In 20 days, Adam Elliott’s name will be read out amongst the other nominees for the annual Ken Stephen medal at the Dally M Awards evening. Whether his name will be read out or not is unknown however, the work within he has done within the community will always be commendable. He doesn’t need to wear a medal around his neck for fans to be proud of him. The “Mad Monday” antics this week should not change that.


After living his childhood in a household with an autistic brother, Elliott chose to use the platform the NRL granted him to make a difference to those with special needs. At only 23 years of age, he teamed up with Giant Steps, the education centre, to make a difference.


The school’s goal is a simple one – provide each child or young adult with the opportunity to reach their full potential while giving families support and guidance in hopes of also improving the wider community’s understanding of autism and its complex nature. Elliott has this same goal and strives to make a difference with Giant Steps as well as with many other programs amongst the community.
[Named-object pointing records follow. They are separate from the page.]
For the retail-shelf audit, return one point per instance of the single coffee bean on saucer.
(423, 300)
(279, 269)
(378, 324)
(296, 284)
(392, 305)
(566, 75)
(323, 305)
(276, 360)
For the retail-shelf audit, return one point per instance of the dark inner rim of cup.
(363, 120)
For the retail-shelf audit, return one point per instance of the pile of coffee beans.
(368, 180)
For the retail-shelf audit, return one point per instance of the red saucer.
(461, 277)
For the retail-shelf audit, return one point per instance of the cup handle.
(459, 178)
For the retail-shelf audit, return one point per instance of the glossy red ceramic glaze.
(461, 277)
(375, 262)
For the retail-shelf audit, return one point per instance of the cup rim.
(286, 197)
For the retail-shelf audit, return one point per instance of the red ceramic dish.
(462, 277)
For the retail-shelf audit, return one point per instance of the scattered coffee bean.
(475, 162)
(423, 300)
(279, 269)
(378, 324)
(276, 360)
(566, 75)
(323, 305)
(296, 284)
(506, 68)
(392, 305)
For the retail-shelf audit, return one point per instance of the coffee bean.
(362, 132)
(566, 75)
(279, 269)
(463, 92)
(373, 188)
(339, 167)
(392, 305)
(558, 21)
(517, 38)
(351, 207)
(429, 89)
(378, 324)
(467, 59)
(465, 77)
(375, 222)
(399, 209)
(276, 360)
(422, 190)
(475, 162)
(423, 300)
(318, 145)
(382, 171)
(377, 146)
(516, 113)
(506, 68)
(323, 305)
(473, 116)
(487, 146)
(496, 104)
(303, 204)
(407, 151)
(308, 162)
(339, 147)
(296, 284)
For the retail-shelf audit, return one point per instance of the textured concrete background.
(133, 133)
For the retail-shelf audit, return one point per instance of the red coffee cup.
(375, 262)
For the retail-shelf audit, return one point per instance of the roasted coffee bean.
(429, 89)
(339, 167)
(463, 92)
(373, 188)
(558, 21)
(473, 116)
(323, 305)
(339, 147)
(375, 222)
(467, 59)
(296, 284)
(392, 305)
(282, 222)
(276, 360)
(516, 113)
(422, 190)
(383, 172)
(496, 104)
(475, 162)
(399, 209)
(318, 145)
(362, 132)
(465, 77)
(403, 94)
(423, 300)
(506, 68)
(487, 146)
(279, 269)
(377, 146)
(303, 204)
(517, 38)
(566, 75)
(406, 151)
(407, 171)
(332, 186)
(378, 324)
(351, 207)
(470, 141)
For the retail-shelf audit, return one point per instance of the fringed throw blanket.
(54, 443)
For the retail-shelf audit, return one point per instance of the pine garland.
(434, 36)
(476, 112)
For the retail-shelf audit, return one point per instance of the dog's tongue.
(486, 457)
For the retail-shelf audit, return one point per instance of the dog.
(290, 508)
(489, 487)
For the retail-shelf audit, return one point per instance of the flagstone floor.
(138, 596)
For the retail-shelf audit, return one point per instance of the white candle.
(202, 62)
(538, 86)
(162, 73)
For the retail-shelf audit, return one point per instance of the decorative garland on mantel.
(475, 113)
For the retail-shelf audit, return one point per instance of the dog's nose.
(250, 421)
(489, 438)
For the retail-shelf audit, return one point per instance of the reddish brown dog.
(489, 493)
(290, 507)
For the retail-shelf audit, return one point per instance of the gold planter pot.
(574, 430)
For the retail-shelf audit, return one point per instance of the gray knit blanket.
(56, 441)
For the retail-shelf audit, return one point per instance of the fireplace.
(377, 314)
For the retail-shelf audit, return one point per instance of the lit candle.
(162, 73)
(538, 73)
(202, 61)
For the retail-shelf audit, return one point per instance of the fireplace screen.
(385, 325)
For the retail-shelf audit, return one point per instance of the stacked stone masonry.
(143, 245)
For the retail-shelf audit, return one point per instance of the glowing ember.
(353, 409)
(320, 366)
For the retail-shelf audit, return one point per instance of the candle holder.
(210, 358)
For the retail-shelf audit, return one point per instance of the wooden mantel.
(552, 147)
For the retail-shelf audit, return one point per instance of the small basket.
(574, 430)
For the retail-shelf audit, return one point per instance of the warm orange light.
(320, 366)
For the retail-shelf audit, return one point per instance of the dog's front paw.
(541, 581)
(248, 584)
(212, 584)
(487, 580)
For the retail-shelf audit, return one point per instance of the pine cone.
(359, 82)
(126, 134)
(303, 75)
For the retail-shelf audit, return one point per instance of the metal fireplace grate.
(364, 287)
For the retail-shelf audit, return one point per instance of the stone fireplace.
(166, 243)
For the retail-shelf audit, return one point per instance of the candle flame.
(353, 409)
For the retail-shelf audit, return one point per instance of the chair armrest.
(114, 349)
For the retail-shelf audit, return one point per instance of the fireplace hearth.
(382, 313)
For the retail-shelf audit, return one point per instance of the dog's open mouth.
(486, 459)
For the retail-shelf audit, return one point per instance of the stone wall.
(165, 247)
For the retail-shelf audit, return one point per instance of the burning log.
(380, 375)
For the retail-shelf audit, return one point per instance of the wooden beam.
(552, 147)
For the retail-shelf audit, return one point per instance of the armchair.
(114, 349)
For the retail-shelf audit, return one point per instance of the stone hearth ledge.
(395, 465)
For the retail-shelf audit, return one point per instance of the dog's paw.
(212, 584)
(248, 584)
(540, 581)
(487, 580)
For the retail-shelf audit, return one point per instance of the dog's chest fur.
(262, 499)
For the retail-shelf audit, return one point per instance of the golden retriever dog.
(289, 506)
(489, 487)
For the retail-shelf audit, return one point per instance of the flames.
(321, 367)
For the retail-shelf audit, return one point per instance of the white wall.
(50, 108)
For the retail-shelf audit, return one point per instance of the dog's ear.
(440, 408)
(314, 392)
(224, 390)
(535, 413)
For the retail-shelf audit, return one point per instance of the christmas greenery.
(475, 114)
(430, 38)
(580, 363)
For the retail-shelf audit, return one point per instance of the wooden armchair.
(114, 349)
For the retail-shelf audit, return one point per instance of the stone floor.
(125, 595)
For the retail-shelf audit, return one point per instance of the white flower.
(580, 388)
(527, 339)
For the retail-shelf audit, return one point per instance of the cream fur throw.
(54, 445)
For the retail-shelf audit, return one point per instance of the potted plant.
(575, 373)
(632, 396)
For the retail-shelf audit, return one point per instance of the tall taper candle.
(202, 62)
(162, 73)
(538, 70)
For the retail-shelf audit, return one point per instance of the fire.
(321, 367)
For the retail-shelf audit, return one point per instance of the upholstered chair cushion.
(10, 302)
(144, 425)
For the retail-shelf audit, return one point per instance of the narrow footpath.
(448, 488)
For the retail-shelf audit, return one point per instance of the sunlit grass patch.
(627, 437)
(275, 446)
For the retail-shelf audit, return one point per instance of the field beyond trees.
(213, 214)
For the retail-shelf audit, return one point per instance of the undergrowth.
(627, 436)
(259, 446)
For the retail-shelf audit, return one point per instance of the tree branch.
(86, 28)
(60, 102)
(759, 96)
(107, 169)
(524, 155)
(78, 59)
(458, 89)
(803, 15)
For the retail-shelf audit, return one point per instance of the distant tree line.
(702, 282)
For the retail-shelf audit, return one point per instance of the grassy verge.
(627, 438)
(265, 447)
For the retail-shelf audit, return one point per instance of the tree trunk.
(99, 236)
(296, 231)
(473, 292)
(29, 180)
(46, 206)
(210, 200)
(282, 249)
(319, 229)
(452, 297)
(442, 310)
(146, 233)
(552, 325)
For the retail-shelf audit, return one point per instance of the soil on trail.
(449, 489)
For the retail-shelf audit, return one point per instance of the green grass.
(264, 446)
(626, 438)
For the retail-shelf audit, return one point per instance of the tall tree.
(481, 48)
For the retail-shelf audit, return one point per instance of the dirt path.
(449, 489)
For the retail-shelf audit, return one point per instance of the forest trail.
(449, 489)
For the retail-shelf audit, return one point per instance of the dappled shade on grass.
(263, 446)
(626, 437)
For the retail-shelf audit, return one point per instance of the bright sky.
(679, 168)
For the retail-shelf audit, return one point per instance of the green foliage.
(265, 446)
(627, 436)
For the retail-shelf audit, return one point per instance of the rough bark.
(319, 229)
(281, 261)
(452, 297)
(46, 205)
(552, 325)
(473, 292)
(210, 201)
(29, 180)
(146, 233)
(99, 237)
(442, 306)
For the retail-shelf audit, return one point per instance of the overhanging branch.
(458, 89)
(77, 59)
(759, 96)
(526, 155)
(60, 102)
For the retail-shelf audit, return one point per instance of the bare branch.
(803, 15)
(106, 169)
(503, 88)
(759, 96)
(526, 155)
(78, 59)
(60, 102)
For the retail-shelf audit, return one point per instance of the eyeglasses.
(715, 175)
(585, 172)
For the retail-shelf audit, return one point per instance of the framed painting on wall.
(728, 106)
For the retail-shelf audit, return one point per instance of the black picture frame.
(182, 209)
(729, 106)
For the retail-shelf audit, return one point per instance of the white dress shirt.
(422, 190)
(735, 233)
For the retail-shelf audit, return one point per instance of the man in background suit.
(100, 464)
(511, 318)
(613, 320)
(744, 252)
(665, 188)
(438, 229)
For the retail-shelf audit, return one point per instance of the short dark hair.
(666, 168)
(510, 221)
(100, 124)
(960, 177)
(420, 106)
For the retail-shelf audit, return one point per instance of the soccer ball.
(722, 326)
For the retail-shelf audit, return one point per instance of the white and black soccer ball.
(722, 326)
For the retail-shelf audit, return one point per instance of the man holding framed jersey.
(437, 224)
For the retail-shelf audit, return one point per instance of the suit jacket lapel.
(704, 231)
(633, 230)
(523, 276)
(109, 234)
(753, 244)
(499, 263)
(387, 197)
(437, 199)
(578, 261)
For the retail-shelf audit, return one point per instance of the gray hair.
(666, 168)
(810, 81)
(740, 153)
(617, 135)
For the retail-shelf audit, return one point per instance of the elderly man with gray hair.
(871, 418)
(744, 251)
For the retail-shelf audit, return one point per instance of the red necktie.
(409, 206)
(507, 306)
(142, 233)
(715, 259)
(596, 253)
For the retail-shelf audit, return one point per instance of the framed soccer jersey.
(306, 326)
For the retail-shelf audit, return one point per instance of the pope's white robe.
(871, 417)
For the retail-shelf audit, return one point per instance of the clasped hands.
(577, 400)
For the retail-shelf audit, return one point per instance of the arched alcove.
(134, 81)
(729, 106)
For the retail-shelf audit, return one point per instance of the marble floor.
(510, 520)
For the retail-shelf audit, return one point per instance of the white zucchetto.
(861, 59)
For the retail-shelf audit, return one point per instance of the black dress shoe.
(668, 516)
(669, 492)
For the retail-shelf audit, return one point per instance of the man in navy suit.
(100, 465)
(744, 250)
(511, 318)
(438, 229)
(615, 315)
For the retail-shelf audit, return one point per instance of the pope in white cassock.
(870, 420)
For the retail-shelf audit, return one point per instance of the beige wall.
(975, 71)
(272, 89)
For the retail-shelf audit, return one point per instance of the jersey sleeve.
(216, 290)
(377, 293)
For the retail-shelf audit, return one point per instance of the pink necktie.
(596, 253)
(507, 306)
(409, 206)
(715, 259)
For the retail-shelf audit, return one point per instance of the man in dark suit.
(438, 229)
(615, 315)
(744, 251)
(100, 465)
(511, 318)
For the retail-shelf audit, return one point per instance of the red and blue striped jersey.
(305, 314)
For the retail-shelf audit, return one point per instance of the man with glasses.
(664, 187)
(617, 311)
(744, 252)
A proud athlete, Elliott wants those with special needs to feel the same pride that he has the privilege of feeling every time he takes the field. He became an ambassador for the Special Olympics and has worked with the Bulldogs club to orchestrate Mini Olympics events.


While work amongst the special needs community is very close to his heart, Elliott’s generosity is widespread. He was involved in fundraising for his seaside town Tathra after bushfires tragically swept through the town, majorly affecting those close to him. While he visited his home town, he dropped into the local primary school to talk to the children about his journey through the NRL and even had a game of footy with them.  


When you ask whether players like Adam Elliott are good role models after drunken antics post season, question those he has impacted first. Ask the autistic children who can’t wipe the smiles off their faces when he is around. Ask the friends he has known for years who he hugged tightly after they lost so much in bushfires. Ask the children at Tathra Public School who proudly recognise him every time he returns. Ask his brother James.


You’ll struggle to find not just a Bulldogs fan but an NRL fan too who wouldn’t still consider Adam Elliott a great guy for our game of rugby league. NRL fans, I am begging you. Do not let this one incident tarnish your view of these guys. The NRL can be a very dark place with controversy and allegations – often, understandably. This is not one of those situations.


Adam Elliott may not win the Ken Stephen medal but if he doesn’t, it isn’t because he doesn’t deserve it. He has still offered so much to this game and no Mad Monday can change that.